If it be, indeed, a fact that the victory of Chateau Thierry and the
subsequent retreat of the German army together with the collapse of the
German Empire indicate, as there is abundant reason to suppose that they
may, a shift in the world's social equilibrium, equivalent to the shift in
Europe presaged by Valmy, or to that which substituted Constantinople for
Rome and which was marked by the Milvian Bridge, it follows that we must
prepare ourselves for changes possibly greater than our world has seen
since it marched to Jerusalem under Godfrey de Bouillon. And the tendency
of those changes is not so very difficult, perhaps, roughly to estimate,
always premising that they are hardly compatible with undue optimism.

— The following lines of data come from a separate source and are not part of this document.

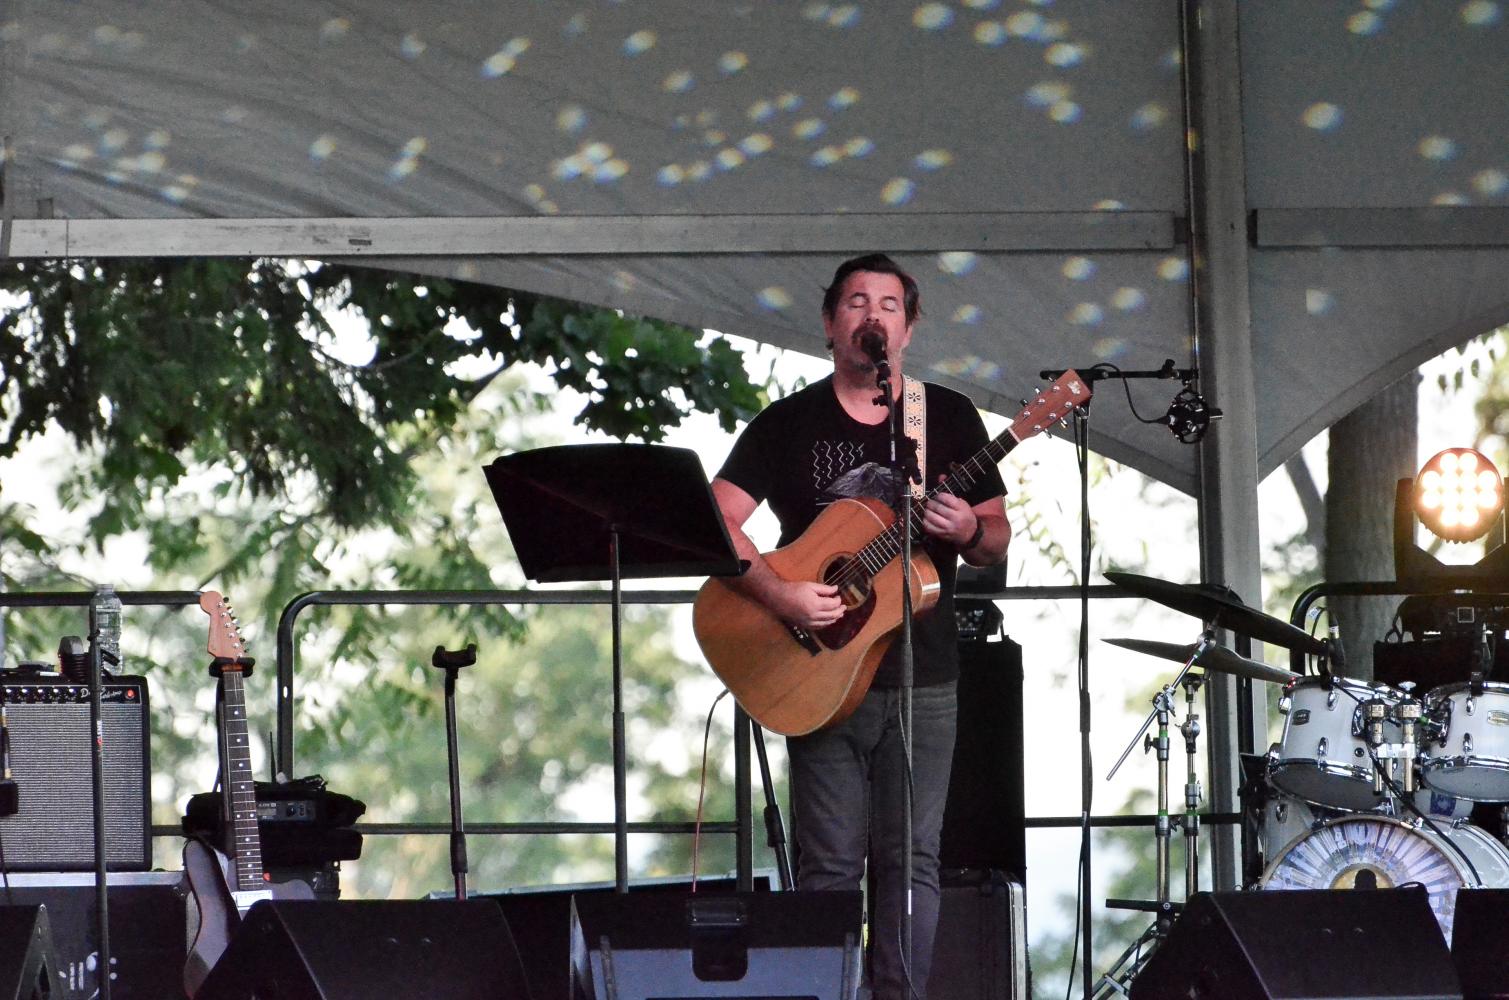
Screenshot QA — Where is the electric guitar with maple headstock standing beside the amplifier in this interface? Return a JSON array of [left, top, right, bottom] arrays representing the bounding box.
[[184, 590, 314, 997]]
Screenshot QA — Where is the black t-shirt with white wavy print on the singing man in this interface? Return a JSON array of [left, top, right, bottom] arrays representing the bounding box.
[[718, 376, 1007, 686]]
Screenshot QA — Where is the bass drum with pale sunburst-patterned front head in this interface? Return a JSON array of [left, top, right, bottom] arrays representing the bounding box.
[[1259, 816, 1509, 944]]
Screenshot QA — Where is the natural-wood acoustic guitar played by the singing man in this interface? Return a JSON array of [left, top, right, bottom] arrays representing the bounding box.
[[693, 371, 1089, 736]]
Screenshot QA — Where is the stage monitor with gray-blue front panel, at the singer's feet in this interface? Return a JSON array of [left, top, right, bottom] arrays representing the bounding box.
[[570, 891, 863, 1000]]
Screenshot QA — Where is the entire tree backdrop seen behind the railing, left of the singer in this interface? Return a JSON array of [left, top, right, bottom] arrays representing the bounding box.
[[0, 261, 764, 896]]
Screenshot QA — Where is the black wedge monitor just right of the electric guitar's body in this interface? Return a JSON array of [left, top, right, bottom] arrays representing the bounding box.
[[195, 899, 531, 1000]]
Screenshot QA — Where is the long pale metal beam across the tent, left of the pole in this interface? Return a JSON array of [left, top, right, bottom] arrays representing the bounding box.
[[8, 211, 1177, 258]]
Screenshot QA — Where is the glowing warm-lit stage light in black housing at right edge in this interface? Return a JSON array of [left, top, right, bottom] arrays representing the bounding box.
[[1394, 448, 1509, 590]]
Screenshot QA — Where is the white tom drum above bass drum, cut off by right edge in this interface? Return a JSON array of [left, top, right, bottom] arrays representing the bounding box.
[[1420, 682, 1509, 802]]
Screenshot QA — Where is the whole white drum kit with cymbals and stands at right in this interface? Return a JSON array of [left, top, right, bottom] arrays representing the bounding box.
[[1102, 573, 1509, 995]]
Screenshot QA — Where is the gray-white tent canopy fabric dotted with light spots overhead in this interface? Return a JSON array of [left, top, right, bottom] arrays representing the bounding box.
[[0, 0, 1509, 490]]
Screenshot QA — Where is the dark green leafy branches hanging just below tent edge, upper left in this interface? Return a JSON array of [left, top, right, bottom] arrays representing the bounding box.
[[0, 259, 761, 541]]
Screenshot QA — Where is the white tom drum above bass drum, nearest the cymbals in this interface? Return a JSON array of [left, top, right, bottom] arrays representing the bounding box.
[[1268, 677, 1403, 813]]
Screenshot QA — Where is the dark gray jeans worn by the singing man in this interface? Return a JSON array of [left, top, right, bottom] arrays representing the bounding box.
[[786, 683, 957, 1000]]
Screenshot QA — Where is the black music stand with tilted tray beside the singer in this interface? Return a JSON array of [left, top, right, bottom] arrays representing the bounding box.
[[483, 445, 747, 893]]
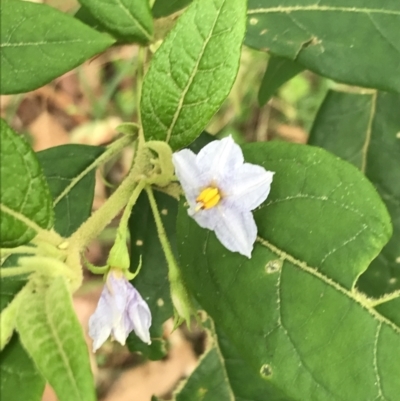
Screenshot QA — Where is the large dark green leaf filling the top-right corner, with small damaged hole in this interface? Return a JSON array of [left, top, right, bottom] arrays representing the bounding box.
[[246, 0, 400, 92]]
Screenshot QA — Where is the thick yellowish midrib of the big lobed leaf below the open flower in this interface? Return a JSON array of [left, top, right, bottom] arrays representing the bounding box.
[[257, 236, 400, 334]]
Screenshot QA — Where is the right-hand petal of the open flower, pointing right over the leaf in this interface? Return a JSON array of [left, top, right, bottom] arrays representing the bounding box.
[[221, 163, 274, 210]]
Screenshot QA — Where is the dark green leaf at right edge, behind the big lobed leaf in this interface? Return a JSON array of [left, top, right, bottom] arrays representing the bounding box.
[[309, 91, 400, 297]]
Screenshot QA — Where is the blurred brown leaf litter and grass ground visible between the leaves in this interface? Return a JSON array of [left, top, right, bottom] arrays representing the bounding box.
[[1, 0, 346, 401]]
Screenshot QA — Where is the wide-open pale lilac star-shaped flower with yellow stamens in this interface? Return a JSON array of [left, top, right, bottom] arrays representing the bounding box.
[[172, 136, 274, 258]]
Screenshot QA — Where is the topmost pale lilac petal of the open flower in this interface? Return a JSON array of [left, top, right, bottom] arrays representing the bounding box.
[[196, 135, 244, 185]]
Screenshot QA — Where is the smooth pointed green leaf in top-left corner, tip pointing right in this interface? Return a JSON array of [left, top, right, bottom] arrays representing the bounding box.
[[0, 1, 114, 94]]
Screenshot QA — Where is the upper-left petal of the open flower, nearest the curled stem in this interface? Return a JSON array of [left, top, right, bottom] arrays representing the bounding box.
[[172, 149, 206, 205]]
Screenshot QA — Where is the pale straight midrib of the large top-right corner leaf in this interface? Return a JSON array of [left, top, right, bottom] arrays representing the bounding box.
[[247, 5, 400, 16]]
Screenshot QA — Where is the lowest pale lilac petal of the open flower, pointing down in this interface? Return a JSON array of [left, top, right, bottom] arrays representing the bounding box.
[[214, 206, 257, 258]]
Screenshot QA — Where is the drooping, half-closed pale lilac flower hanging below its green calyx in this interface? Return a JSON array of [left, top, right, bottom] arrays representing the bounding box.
[[89, 270, 151, 352]]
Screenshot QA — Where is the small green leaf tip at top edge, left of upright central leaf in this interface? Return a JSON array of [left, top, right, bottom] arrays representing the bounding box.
[[79, 0, 153, 43]]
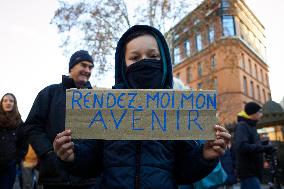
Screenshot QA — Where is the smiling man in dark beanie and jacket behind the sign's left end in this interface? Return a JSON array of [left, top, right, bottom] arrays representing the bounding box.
[[25, 50, 100, 189]]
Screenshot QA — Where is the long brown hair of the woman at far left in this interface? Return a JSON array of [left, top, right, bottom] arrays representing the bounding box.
[[0, 93, 23, 127]]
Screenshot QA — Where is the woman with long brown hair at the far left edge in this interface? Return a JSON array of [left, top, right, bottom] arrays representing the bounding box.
[[0, 93, 26, 189]]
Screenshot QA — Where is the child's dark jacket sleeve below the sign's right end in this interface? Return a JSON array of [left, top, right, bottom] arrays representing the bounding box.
[[175, 141, 218, 184]]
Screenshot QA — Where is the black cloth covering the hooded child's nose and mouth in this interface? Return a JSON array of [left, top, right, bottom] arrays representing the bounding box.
[[126, 59, 163, 89]]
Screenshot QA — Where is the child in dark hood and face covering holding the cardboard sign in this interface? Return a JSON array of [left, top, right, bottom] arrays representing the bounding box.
[[54, 25, 230, 189]]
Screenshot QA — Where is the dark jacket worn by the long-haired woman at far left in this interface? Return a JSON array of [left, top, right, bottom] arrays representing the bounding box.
[[0, 124, 28, 170]]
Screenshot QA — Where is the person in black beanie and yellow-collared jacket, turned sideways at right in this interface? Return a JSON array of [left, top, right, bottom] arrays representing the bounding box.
[[233, 102, 274, 189]]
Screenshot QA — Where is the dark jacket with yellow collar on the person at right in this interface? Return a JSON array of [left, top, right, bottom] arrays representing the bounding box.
[[234, 112, 271, 179]]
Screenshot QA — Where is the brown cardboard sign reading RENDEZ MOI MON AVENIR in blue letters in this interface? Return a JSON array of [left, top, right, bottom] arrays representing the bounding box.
[[65, 89, 217, 140]]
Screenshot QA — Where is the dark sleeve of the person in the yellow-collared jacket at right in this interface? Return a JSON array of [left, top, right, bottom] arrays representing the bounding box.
[[235, 124, 267, 154]]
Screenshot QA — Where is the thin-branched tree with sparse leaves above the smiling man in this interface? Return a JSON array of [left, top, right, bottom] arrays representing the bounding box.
[[51, 0, 200, 82]]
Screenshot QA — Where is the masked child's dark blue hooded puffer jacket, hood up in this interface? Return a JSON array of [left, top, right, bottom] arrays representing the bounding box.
[[71, 26, 217, 189]]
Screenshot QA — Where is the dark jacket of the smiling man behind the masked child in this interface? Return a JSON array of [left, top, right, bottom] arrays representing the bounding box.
[[25, 76, 98, 185]]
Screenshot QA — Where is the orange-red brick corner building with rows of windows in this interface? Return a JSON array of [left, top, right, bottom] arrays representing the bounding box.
[[166, 0, 271, 124]]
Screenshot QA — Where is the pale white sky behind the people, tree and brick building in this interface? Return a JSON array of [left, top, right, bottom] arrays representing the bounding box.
[[0, 0, 284, 120]]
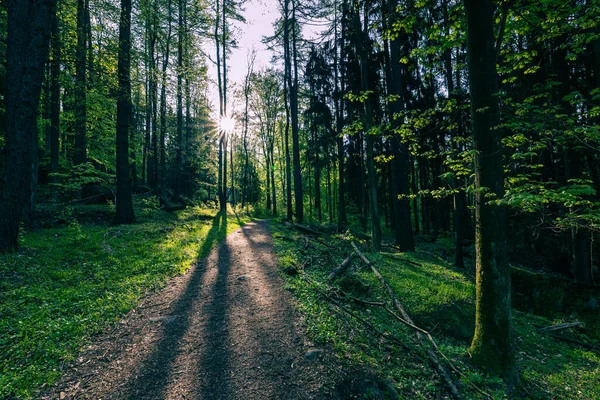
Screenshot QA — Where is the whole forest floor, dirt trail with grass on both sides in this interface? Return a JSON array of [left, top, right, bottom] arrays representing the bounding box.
[[0, 205, 600, 400]]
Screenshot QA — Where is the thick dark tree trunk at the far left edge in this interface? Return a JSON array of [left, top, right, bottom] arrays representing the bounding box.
[[0, 0, 56, 252]]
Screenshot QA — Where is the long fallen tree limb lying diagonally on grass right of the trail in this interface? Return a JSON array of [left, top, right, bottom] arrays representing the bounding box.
[[350, 242, 461, 399]]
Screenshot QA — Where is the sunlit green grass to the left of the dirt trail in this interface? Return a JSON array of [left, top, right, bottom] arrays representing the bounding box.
[[0, 206, 248, 398]]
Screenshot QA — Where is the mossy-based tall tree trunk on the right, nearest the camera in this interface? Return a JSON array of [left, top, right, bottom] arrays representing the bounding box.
[[464, 0, 517, 383]]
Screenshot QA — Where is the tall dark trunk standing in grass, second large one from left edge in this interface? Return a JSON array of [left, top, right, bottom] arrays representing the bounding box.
[[113, 0, 135, 225]]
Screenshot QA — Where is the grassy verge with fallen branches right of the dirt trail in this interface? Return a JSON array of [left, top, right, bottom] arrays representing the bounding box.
[[272, 222, 600, 399]]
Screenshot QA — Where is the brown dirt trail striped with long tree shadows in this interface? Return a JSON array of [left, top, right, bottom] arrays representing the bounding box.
[[42, 218, 350, 399]]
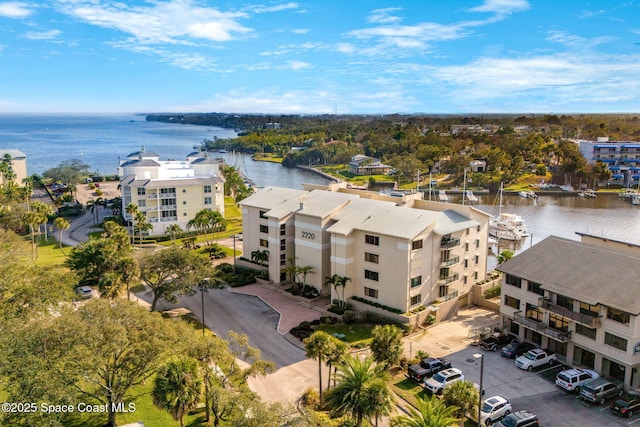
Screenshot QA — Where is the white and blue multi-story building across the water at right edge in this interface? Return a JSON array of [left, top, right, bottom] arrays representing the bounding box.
[[578, 137, 640, 186]]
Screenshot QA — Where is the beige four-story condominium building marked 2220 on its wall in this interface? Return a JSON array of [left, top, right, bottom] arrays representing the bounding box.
[[240, 184, 489, 312]]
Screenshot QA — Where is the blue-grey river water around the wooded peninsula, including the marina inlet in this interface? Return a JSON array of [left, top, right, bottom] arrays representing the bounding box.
[[0, 114, 640, 264]]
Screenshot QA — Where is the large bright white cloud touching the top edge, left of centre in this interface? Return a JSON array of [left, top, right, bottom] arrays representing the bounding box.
[[57, 0, 252, 44]]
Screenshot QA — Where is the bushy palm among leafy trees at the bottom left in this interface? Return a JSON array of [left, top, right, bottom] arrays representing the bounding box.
[[151, 356, 202, 427]]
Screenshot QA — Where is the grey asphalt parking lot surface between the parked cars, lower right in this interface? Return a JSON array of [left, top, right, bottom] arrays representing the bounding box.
[[446, 346, 640, 427]]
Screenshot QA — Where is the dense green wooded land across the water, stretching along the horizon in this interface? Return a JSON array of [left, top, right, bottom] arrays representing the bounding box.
[[148, 114, 640, 186]]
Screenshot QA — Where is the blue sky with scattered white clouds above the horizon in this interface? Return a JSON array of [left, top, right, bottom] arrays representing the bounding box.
[[0, 0, 640, 114]]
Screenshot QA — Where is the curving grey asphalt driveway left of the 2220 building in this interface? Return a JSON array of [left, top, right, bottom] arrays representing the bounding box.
[[138, 288, 305, 368]]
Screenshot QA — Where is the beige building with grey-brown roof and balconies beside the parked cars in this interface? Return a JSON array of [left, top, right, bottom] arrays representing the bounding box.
[[498, 233, 640, 389]]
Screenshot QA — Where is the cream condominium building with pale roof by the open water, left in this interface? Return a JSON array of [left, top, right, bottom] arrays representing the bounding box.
[[118, 147, 224, 235]]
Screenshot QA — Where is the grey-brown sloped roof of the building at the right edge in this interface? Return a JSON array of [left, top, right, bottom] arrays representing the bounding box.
[[497, 236, 640, 315]]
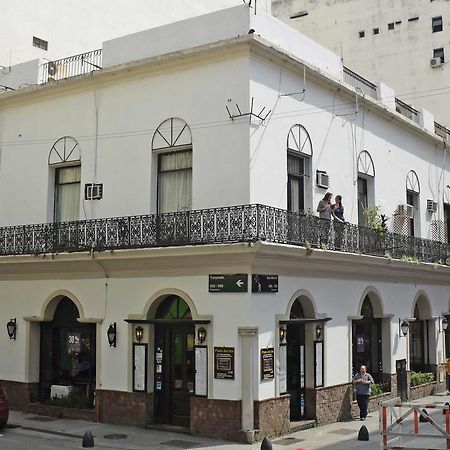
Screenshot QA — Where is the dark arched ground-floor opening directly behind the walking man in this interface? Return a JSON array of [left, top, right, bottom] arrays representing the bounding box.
[[352, 295, 383, 383]]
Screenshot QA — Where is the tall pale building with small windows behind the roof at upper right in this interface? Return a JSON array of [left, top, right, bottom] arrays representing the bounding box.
[[272, 0, 450, 126]]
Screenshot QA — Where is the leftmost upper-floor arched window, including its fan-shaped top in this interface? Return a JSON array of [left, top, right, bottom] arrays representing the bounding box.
[[48, 136, 81, 222]]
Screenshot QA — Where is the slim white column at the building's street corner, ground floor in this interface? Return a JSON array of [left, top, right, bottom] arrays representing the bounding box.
[[238, 327, 258, 431]]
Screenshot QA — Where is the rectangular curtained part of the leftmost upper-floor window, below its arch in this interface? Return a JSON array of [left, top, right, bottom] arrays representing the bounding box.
[[55, 166, 81, 222]]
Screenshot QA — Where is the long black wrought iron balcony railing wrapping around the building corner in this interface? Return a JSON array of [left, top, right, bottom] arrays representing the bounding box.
[[0, 205, 450, 264]]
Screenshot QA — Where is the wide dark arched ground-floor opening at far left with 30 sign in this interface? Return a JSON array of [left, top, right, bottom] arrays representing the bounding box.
[[39, 297, 96, 408]]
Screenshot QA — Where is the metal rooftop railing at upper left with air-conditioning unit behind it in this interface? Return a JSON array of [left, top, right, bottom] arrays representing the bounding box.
[[42, 49, 102, 83]]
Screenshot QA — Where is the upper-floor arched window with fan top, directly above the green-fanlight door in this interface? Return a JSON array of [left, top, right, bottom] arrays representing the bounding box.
[[152, 118, 192, 213]]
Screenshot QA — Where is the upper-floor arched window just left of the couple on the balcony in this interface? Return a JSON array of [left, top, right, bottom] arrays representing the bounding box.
[[287, 124, 313, 212]]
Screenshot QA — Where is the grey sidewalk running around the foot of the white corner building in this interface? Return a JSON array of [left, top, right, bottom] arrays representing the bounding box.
[[7, 395, 449, 450]]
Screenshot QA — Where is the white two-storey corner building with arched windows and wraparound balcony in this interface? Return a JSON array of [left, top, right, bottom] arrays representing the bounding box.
[[0, 5, 450, 441]]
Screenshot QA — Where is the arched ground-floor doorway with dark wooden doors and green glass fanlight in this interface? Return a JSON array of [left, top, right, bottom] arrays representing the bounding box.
[[154, 295, 195, 427]]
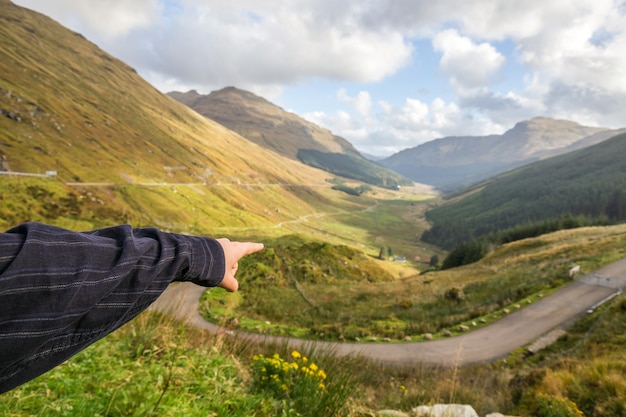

Supposing, for example, we consider, in certain of their simpler aspects,
some of the relations of Great Britain toward ourselves, since Great
Britain is not only our most important friend, assuming that she remain a
friend, but our most formidable competitor, should competition strain our
friendship. Also Great Britain has the social system nearest akin to our
own, and most likely to be influenced by the same so-called democratic
tendencies. For upwards of a hundred years Great Britain has been, and she
still is, absolutely dependent on her maritime supremacy for life. It was
on that issue she fought the Napoleonic wars, and when she prevailed at
Trafalgar and Waterloo she assumed economic supremacy, but only on the
condition that she should always be ready and willing to defend it, for it
is only on that condition that economic supremacy can be maintained.